Bales played in a bluegrass band called Flint Hill and then did a stint as lead guitarist with a ’50s cover band called the Cadillacs. “I hadn’t played lead guitar before and got thrown into it,” he recalls. “I learned how to improvise and received a lot of stage experience.”
Bales joined Dusty Miller in 1986 and got his first taste of the festival circuit, where he first met Krauss. “The bluegrass festival circuit is like a traveling high school reunion,” he says. “Everybody knows everybody. And even if they won’t say it, everybody has in the back of their minds one or two people, in case someone leaves the band.”
Immediately after hooking up with Krauss, Bales found himself in recording studio with Michelle Shocked and the rest of Union Station, playing on Shocked’s Arkansas Traveler album. “If memory serves, that was the first session I did with the band,” Bales says. “Up to that point I had been used to recording in people’s basements. I was just sitting in the corner watching everything transpire. Michelle had definite ideas on how to present things; she really had a vision for it.”
Ron Block joined Union Station shortly after the Arkansas Traveler sessions, replacing Alison Brown on banjo. His style — fluid, light-of-touch, and highly melodic — derives as much from his study of acknowledged masters like Scruggs and Crowe, as it does from his love of guitar. “My brother had Rumours,” Block says, “and Lindsay Buckingham fingerpicking ‘Never Going Back Again’ on the acoustic guitar really struck me. That was the first time I remember really being captivated by the sound of an acoustic guitar.
“In my late teens and early twenties, I was getting into electric guitar; Pat Metheny, Larry Carlton, Eric Clapton, B.B. King. I love the emotional quality of the electric guitar, especially the string bending. Early on I began to apply bending techniques to acoustic guitar. Another big influence is Clarence White. His sense of syncopation always fascinated me; he was so unpredictable without being chaotic, playing the melody while still being surprising.
“It was only a matter of time before these influences came out in my banjo playing. When I joined Union Station back in 1991, they really freed me up to be more bendy and syncopated with the banjo.”
As a songwriter, Block has contributed a spiritual sensibility that somehow matches and balances out the songs of heartache and loss to which Krauss is most drawn. “I had a lot of turmoil in my early years, divorced parents, step-siblings coming and going,” Blocks says of his California childhood. “This created the emotional background for what I do musically; playing music became for me a way to get those feelings out into the open air.

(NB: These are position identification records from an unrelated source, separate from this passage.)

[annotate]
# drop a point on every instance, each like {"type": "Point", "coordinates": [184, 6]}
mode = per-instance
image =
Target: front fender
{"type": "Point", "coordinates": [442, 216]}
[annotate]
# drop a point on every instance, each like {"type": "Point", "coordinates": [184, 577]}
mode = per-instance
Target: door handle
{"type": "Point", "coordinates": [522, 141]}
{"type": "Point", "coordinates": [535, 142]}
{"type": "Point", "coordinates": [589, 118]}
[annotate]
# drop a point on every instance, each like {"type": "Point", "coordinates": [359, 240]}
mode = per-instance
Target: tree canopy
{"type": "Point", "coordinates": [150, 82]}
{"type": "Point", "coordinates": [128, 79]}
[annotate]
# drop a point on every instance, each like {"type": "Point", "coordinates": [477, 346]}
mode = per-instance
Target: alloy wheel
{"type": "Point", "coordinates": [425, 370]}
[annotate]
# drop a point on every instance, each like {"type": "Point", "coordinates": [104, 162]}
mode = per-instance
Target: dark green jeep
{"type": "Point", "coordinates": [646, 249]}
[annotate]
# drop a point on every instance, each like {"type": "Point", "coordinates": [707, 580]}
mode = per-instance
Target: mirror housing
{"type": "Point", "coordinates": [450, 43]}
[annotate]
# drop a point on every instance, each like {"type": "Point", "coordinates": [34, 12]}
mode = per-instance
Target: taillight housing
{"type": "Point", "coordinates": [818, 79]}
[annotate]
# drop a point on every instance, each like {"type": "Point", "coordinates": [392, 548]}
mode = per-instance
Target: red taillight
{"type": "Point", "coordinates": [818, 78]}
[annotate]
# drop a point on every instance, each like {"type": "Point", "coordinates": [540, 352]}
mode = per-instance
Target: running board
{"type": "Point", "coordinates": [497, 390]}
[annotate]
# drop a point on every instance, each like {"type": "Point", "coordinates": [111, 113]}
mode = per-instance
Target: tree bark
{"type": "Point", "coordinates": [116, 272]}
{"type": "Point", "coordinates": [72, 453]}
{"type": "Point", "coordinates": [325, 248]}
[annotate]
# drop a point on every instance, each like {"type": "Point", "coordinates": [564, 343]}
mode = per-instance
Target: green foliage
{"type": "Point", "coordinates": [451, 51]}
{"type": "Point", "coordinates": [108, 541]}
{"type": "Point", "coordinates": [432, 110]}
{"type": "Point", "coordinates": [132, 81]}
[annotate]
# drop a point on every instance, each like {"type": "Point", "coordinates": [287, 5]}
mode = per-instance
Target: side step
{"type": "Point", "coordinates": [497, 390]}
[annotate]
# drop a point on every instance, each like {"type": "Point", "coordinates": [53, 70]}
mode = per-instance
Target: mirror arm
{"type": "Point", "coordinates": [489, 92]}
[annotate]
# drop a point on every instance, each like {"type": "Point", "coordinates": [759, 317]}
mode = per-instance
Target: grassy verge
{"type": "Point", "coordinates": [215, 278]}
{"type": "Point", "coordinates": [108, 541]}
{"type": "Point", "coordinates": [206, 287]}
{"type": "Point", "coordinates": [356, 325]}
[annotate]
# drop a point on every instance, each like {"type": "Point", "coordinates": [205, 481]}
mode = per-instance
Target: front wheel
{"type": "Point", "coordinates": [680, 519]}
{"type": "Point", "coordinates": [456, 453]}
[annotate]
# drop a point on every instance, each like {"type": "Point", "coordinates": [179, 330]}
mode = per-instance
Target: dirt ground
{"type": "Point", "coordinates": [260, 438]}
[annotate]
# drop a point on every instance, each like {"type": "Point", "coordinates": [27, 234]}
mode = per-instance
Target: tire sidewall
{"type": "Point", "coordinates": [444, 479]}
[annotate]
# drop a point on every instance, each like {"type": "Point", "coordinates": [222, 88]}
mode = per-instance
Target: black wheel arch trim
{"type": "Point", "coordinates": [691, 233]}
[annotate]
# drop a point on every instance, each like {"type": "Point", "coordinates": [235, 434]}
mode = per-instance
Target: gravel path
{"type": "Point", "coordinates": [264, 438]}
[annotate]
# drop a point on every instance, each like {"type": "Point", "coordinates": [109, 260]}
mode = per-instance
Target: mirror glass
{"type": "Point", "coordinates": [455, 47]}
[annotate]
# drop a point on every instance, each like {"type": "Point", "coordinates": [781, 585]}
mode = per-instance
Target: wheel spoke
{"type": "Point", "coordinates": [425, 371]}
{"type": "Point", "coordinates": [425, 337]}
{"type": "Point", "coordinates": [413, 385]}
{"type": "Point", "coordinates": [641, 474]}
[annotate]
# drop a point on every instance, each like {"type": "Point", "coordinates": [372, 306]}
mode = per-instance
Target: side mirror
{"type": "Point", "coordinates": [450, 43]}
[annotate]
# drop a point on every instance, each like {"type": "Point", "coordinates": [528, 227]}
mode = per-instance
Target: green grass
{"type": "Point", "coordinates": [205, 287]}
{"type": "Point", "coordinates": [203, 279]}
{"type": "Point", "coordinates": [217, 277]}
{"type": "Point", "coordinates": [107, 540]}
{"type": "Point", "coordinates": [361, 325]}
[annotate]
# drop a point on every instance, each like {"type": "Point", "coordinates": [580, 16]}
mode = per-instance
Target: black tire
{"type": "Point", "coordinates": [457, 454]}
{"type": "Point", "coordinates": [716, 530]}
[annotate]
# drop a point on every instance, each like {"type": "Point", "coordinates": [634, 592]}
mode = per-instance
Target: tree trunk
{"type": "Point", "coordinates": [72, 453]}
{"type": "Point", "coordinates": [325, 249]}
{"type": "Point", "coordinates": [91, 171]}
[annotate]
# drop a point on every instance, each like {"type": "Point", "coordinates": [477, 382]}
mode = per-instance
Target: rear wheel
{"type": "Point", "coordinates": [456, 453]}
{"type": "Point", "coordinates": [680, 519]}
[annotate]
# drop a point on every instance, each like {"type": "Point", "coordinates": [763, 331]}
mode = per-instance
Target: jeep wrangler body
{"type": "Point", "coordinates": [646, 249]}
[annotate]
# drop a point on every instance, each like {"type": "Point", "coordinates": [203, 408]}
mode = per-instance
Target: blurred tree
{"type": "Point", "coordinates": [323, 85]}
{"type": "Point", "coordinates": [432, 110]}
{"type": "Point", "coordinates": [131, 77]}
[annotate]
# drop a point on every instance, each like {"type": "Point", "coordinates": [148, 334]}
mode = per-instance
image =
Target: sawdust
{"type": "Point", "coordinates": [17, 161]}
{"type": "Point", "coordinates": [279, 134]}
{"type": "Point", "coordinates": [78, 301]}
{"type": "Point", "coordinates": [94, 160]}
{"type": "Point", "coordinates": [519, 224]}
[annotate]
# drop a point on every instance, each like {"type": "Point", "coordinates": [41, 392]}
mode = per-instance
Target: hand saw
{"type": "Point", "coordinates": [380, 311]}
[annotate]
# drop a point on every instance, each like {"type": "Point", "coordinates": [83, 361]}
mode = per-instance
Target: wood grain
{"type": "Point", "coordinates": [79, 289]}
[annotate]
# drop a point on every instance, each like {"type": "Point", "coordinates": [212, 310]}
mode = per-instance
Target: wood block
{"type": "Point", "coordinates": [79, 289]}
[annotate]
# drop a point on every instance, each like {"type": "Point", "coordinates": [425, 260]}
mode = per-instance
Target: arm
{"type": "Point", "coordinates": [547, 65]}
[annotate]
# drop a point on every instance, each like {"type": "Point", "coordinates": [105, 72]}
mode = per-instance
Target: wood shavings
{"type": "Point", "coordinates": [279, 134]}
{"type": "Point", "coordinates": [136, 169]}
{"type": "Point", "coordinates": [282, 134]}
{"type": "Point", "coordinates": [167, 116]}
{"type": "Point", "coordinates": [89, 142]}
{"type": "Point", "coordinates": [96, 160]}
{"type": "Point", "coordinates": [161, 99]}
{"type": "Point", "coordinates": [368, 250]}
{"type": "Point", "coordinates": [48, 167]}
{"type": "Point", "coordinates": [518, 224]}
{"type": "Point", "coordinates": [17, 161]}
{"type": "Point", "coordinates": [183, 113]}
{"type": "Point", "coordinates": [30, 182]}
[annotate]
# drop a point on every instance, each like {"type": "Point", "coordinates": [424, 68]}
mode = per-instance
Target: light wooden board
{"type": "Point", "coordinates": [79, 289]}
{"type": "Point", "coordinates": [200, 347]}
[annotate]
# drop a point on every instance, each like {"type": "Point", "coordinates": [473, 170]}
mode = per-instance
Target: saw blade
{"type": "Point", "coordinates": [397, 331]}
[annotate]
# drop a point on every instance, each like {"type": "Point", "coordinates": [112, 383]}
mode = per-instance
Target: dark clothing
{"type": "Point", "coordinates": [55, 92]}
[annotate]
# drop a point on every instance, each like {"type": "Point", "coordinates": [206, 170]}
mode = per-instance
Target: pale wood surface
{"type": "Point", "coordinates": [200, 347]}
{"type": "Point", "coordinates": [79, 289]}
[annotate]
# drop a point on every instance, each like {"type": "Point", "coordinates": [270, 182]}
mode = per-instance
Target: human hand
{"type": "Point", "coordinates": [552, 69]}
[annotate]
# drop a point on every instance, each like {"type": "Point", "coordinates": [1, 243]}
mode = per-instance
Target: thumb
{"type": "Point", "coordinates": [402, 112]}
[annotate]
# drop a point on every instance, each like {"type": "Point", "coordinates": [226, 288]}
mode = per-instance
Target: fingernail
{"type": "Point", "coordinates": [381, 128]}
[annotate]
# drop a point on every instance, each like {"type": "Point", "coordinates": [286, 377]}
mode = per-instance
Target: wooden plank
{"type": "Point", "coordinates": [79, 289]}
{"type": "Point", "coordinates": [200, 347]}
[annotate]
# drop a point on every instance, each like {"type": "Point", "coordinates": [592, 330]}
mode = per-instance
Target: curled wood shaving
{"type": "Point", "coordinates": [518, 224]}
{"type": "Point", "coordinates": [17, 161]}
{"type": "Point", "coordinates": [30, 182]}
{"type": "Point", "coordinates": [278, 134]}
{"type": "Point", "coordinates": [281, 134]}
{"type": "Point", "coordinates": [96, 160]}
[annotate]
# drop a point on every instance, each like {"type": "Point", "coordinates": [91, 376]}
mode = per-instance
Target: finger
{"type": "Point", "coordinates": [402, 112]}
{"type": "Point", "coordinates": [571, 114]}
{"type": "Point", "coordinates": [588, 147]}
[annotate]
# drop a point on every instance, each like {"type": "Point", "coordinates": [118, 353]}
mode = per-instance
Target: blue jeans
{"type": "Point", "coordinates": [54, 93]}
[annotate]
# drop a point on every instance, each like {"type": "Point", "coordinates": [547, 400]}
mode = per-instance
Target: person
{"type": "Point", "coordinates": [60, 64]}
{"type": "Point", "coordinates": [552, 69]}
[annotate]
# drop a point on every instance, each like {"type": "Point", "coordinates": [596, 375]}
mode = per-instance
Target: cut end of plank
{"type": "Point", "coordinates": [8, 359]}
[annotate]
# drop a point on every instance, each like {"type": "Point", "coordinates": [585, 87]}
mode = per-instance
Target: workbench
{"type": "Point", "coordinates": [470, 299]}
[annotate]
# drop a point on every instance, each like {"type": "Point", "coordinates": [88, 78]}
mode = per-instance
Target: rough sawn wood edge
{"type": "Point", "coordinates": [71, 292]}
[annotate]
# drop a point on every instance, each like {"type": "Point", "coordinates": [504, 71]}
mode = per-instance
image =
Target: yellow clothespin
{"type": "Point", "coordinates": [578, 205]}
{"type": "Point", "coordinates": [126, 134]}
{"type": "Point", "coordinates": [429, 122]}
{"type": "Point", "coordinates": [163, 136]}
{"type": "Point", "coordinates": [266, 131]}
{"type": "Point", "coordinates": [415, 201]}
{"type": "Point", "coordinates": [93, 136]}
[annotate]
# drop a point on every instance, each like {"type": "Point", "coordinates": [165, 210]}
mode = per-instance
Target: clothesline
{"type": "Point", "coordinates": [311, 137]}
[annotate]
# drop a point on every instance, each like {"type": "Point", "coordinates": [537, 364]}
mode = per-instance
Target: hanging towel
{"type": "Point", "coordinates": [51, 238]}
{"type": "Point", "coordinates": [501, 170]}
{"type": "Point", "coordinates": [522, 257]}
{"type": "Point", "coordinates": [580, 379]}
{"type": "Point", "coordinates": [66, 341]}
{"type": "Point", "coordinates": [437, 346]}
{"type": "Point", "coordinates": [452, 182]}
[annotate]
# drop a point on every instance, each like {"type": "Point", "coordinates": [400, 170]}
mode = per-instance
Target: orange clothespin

“Every person’s life philosophy is going to affect their art,” he continues. “The two things can’t be separated. I’ve been a Christian since 1970, and it’s been a long, convoluted journey to finding that inner home inside myself where Christ lives. I’ve spent a lot of time in my life studying, thinking, and dealing with that struggle, so it’s no wonder that when I go to write a song it usually comes out as gospel.
“The Christian life is about Christ living his self-giving love through us and, aside from the more obvious aspects of writing gospel songs, that life inside of me has affected how I approach playing in a band. The ego has to check out, and the focus must be on putting the song across — on supporting the singer and the other musicians. That attitude won’t gain one a lot of attention, but it makes a band stronger.”